Um dos obstáculos à consolidação dos CI, que também determinou o fim do NNC, reside na autonomia financeira, indispensável à preservação da independência. Daí que diversos autores recomendem a diversificação de fontes de financiamento, para que se libertem da dependência do Estado ou dos meios empresariais. Bertrand (2002 [1997]: 108) defende o envolvimento de organizações internacionais, agências governamentais, fundações, sindicatos, universidades, etc.

Camponez (2011: 377) assume neste plano uma posição dissonante. Favorável à presença do Estado nos conselhos – é o modelo dinamarquês – sustenta que não impede a crítica ao poder político, tem a vantagem de assegurar o financiamento e permite influenciar debates políticos e legislativos respeitantes ao setor. “Afastar da autorregulação o poder político sem excluir o poder económico seria um contrassenso.
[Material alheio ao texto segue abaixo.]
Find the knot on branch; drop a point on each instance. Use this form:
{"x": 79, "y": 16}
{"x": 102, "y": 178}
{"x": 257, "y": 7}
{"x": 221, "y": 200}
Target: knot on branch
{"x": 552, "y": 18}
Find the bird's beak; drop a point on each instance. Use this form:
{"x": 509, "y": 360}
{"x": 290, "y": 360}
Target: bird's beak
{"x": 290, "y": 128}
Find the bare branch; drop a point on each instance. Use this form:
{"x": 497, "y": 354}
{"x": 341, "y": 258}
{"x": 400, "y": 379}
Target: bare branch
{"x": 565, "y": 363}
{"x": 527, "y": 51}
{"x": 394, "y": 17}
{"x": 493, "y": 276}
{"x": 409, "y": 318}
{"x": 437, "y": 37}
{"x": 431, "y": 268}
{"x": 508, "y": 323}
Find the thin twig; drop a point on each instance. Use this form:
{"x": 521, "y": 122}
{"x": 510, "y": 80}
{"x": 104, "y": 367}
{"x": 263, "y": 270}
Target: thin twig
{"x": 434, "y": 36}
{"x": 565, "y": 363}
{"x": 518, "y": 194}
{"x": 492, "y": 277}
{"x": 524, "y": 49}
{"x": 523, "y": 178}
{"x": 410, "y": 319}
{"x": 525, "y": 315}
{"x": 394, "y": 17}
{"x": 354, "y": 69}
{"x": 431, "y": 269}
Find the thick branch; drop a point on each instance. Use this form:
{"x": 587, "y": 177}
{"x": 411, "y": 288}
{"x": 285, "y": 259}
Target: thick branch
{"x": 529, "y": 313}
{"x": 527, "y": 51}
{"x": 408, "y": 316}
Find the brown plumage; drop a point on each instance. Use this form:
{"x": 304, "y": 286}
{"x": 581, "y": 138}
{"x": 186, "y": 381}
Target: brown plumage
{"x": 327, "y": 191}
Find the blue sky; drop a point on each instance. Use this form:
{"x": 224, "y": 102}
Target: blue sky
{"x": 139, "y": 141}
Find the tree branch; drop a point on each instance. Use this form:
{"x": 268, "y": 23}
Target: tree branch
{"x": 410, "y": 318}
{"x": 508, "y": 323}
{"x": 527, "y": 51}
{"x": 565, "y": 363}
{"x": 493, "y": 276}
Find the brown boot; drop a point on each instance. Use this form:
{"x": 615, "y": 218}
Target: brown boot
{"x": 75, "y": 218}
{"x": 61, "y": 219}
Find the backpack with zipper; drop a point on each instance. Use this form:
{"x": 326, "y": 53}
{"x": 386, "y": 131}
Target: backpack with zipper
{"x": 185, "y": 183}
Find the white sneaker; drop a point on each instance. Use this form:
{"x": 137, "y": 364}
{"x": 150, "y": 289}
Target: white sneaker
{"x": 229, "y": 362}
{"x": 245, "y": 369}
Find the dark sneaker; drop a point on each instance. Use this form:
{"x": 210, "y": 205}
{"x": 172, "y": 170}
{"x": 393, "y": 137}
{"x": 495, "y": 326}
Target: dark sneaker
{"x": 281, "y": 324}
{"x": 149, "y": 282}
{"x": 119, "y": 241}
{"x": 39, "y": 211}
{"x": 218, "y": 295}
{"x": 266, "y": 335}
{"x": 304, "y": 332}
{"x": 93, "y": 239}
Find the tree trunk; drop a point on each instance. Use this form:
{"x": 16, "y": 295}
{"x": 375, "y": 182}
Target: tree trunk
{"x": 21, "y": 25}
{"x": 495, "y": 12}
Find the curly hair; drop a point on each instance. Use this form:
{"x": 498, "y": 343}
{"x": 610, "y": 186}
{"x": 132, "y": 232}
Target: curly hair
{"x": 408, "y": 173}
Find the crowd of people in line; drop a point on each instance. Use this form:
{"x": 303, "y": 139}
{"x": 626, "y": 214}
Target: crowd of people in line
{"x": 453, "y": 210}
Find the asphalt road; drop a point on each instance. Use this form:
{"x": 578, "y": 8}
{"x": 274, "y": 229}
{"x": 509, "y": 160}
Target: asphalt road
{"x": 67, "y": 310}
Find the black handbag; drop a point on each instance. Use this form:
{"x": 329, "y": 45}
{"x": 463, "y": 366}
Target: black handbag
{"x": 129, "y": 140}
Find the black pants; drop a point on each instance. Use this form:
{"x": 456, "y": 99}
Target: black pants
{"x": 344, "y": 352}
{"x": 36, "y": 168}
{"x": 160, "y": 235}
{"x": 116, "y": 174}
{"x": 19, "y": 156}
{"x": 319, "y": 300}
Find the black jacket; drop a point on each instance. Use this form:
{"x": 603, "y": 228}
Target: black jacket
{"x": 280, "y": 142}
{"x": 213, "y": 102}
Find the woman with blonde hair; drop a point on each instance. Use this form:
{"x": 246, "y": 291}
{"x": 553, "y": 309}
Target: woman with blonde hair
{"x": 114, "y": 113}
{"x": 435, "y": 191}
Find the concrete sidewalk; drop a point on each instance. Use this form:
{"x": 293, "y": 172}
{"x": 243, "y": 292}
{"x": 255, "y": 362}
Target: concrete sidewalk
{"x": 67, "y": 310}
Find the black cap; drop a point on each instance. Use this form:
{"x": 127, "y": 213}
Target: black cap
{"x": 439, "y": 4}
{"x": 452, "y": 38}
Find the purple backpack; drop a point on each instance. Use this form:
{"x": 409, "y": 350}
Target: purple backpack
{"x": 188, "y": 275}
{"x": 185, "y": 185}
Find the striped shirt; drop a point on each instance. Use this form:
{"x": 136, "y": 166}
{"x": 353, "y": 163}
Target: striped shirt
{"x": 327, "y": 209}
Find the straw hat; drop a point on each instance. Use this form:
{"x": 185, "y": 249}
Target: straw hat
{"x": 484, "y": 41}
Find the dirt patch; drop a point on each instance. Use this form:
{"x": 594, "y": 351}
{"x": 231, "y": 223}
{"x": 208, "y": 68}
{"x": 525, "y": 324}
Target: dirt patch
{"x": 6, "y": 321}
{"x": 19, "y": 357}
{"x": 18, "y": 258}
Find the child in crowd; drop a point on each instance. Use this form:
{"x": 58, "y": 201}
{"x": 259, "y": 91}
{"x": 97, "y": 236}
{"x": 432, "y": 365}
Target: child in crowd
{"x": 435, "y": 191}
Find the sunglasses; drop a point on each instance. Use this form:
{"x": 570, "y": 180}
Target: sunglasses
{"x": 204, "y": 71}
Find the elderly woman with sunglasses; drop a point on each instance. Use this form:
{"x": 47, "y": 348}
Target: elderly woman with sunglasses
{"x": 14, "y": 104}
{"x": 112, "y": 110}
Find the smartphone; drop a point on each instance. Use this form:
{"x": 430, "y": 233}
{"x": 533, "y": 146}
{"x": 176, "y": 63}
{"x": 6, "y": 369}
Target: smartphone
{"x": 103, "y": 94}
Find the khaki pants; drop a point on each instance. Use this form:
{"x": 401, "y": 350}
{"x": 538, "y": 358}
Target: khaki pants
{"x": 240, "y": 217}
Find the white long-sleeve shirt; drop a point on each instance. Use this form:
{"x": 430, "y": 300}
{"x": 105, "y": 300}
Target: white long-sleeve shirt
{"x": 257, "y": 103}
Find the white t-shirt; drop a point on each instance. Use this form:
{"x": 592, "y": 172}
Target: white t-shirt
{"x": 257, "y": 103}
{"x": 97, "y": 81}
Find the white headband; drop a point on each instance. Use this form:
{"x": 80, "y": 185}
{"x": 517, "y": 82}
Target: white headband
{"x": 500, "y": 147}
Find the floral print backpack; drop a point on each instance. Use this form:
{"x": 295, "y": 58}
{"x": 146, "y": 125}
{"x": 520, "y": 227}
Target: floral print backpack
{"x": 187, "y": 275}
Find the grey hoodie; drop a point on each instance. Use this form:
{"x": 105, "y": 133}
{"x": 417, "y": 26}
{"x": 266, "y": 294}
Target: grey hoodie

Porém, rejeitar à partida ambos seria ainda mais errado”, argumenta, admitindo que os CI podem contribuir para o reforço da credibilidade do Jornalismo, desde que se tornem mais abertos aos diferentes interesses e não se circunscrevam à análise de queixas.

Uma estratégia em múltiplas frentes é a proposta de Bertrand. O conceito de MARS (meios de assegurar a responsabilidade social dos media), que formulou no início da década de 90 do século XX, remete para um conjunto de instrumentos não estatais, alguns dos quais já experimentados, suscetíveis de associar profissionais e público. Estão incluídos os que só têm impacto a prazo, como a educação do público e a formação dos utentes, e os que proporcionam uma ação imediata, como os provedores, além de códigos, conselhos de Imprensa, sistemas de monitorização, relatórios e obras críticas. “Os profissionais sabem bem como melhorar os media e têm boas razões para o desejar, mas são muito frágeis perante as forças políticas e sobretudo económicas. Têm necessidade do apoio das massas de utentes, eleitores e consumidores”, assinala Bertrand (2002 [1997]: 98).